The first thematic unit of this double issue - a transcript of the round table entitled "The Literary Left and Right Today" held at the Gradačac Literary Meetings on 28 May 2005 - is in a similar tone. Seeking out the possibilities of naming the literary polarisations in BiH and the region, the following people contributed to this discussion by "hook" or by "crook": Željko Grahovac, Marko Vešović, Zilhad Ključanin, Hadžem Hajdarević, Ismet Bekrić, Munib Maglajlić, Ivan Kordić and your non-editor. The nervous discussion from the beginning of the debate was transformed - in the end - into an exchange of arguments instead of labels and the initial failings of the organisation were thus overcome.

The second thematic unit is translation. Namely, in the deafness of isolation and poverty, every literature suffers from a deficit of translations, from a lack of communication, even with a friendly environment. The same is true of Bosnian-Herzegovinian literature. That is why our "transl(iter)ators": Ulvija Tanović, Svetislav Travica, Aleksandar Bečanović, Zdravko Kecman, Lukasz Szopa, Stevan Tontić and Kerima Filan "brought" you the texts of Elia Domenzain and Anna Akhmatova, Richard Rorty and Osip Mandelstam, Jana Putrle-Srdić and Pedro de la Peña, Gregorz Wróblewski, Christa Reinig and Marina Achenbach, Haldun Taner... We humbly hope, dear reader, that this will enlist your "multicultural" support for the Diwan editorial desk.

Two industrious young women - Branka Vujanović and Mevlida Đuvić - contributed their research on William Blake and Abdurezak Hivzi Bjelevac. They demonstrated how the environment of cultural predispositions and spiritual preoccupations of a writer does not depend upon the "wheel of time". How the hundred years between Bjelevac (beginning of the 20th century) and Blake (beginning of the 19th century) is a gap that cannot be bridged by either technology or emancipation. How the mature individualism of mythological (romantic) philosophemes is far "ahead" (!??) of petty bourgeois mannerism and pseudo-enlightenment. Which seems unfair to Bjelevac only at first glance. It is a matter of the "horizon of expectations", that is, the power of adaptation (coercion) of the member and citizen (minion) towards the cultural context and environment. And, you must agree, this is a problem even today.

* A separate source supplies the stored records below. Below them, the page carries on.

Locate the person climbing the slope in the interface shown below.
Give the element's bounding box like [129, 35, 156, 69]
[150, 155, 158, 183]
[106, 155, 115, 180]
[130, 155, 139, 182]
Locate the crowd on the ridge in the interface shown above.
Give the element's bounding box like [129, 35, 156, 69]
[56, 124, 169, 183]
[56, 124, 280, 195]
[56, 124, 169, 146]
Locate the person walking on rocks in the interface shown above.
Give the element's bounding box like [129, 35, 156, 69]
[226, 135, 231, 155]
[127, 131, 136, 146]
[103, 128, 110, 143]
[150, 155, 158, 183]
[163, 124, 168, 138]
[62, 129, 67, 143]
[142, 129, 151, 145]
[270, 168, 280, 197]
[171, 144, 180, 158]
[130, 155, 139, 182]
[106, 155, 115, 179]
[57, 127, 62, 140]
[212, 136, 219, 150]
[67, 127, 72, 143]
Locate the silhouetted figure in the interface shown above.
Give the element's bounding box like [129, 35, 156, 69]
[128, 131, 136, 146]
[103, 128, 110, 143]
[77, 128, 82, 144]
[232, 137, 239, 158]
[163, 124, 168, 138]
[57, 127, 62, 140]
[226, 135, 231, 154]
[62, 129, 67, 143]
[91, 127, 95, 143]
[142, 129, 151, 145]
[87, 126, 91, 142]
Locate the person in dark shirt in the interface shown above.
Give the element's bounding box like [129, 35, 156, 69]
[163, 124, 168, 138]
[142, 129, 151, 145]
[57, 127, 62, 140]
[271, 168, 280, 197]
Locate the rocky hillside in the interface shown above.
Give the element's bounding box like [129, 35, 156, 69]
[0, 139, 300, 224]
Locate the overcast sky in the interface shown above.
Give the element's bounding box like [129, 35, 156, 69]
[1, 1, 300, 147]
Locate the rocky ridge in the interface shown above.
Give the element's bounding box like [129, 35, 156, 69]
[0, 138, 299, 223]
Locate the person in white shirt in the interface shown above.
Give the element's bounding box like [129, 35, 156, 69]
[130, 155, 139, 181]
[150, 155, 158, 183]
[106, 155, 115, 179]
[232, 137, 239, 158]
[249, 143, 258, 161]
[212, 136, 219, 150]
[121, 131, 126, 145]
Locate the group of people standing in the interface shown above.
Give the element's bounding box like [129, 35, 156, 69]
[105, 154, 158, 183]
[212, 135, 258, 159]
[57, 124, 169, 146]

Jasna Šamić, Rusmir Mahmutčehajić, Aleksandra Čvorović and Danijela Kambasković-Sawers wrote reviews of books by Frederic Mitterand, Adam B. Seligman, Vladan Matijević and Miljenko Jergović. This is our attempt to initiate the genre of review, so absent (and profaned) in B-H contemporary periodicals, to devote space and significance to the evaluation of literature and the writing process outside of "privatisation" and protectionism.

Apart from the thematic units, the poetry was contributed by: Fadila Nura Haver, Goran Sarić, Saša Skenderija, Ivančica Đerić, Jasna Šamić, Vlatko Marinović, Goran Karanović and your humble editor. And the prose by: Ferid Muhić, Miljenko Buhać, Srđan Papić, Bosiljka Pušić, Ljerka Car Matutinović and Mirjana Kapetanović. However, your special attention is warranted by the hypertext by Sanjin Sorel "Devils on Bread and Water". Sorel combined poetry, essay and prose into a unique linguistic being. Into a seductive space/time continuum. I hope you will enjoy it…

Pardon! It would be terrible to forget the fascinating illustrations of Bojan Bahić, our "cannonised" maestro of digital art. And in this issue of Diwan he is joined by the tempestuous genius William Blake and the German-French Lena Vandrey whose sophisticated philogyny is fascinating in its explosion of shapes and colours. In addition: it would be incorrect to term such diversity as "queer" in the "Paradigms of Uncomfortable Beauty" of Lena Vandrey (Paradigmen der unbequemen Schönheit, Bremen 1986), for they refine the "eye of the beholder" even if it is mired in the mundane.